Ela acompanha-me em noites difíceis com insónias intermináveis, que me levam por vezes a ser duro com ela, que então viro e reviro com injusta agressividade.
Mas quando por fadiga o sono se aproxima, acabo acariciando-a e com ela entro nos braços de Orfeu, envolvidos num abraço terno.
Nas noites de Cabíria, eu levo-a em pensamento para o pecado, pelos recantos luarentos da cidade à procura de uns cabelos revoltos, de uns dentes luzidios de brancos, de umas mãos carentes estendidas.
Depois no retorno ao meu leito, ela surge alva, real, minha amiga, minha doce companheira, minha fiel confidente, que escuta os poemas que balbucio, encantado pela noite, postada em todas as arestas do meu espaço.
E falo com ela que escuta as minhas angústias, que ouve as minhas preces, que enxuga as minhas lágrimas, que pressente o meu afecto e ternurentamente se entrelaça ao meu ventre.
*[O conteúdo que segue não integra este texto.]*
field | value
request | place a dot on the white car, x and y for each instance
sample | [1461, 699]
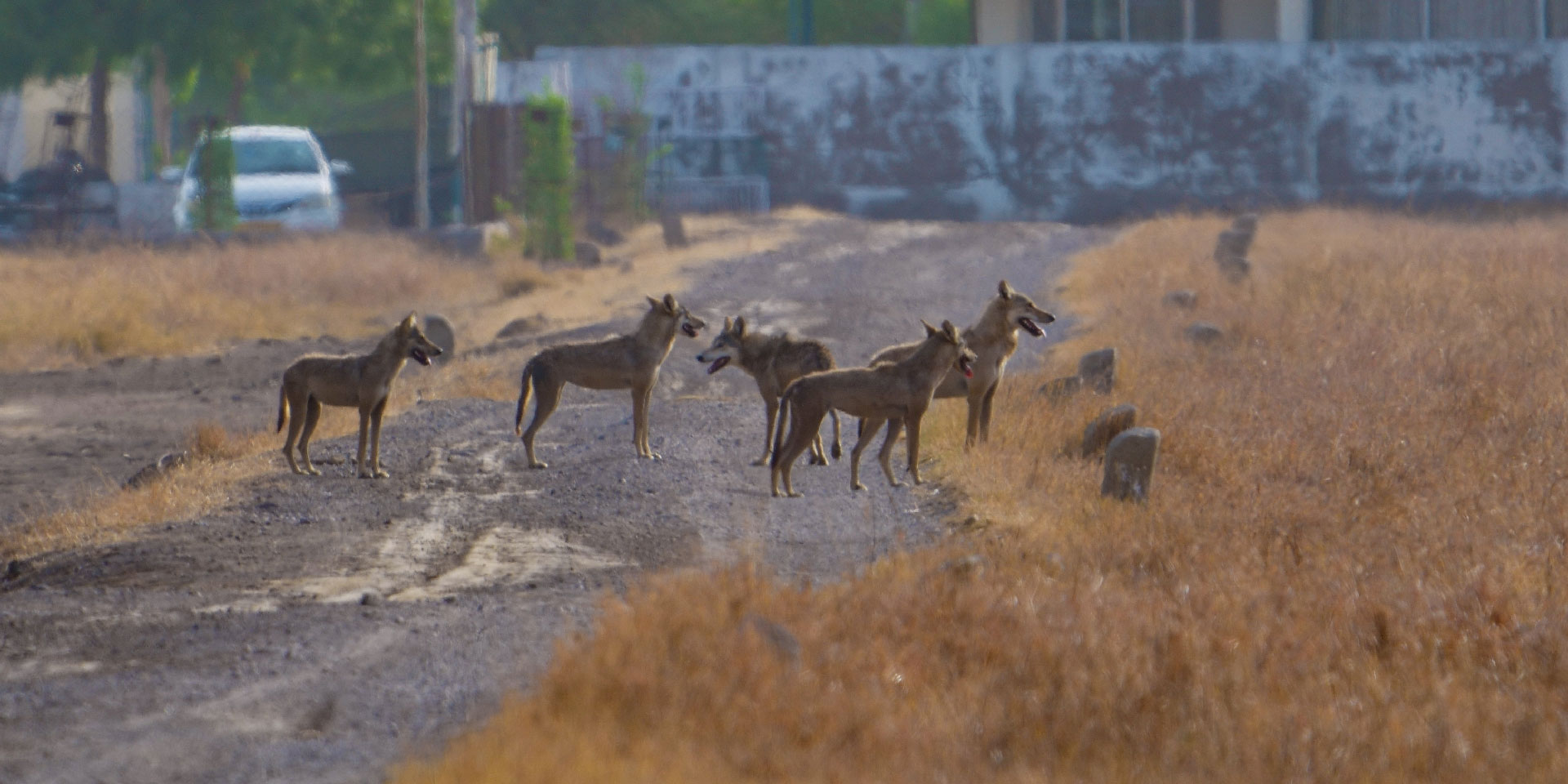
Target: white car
[281, 180]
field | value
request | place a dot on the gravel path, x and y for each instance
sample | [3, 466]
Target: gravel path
[317, 630]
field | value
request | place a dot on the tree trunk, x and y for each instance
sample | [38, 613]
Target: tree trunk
[98, 118]
[242, 80]
[421, 122]
[162, 109]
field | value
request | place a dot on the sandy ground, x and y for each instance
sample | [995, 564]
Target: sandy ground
[318, 629]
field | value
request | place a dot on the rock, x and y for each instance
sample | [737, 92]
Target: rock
[1203, 333]
[587, 255]
[1058, 390]
[1098, 371]
[1232, 248]
[1107, 425]
[439, 332]
[523, 327]
[1129, 465]
[603, 234]
[675, 229]
[157, 470]
[783, 642]
[1236, 269]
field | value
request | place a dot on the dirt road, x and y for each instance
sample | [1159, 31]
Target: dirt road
[318, 629]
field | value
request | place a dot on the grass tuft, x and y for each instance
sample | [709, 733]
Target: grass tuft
[1351, 567]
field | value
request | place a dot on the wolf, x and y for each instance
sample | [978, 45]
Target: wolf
[620, 363]
[361, 381]
[993, 339]
[896, 392]
[773, 361]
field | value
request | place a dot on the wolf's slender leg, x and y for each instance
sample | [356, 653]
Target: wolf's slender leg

Nas noites de amor ela escuta os meus gemidos e plangente viaja até ao Olimpo, ao som dos meus suspiros.
É testemunha perene dos meus resquícios de felicidade.
Adoro a minha almofada, a sua brancura, a sua lisura, a paciência com que acaricia meus sonhos e acalmia com que embala o meu repouso sempre difícil.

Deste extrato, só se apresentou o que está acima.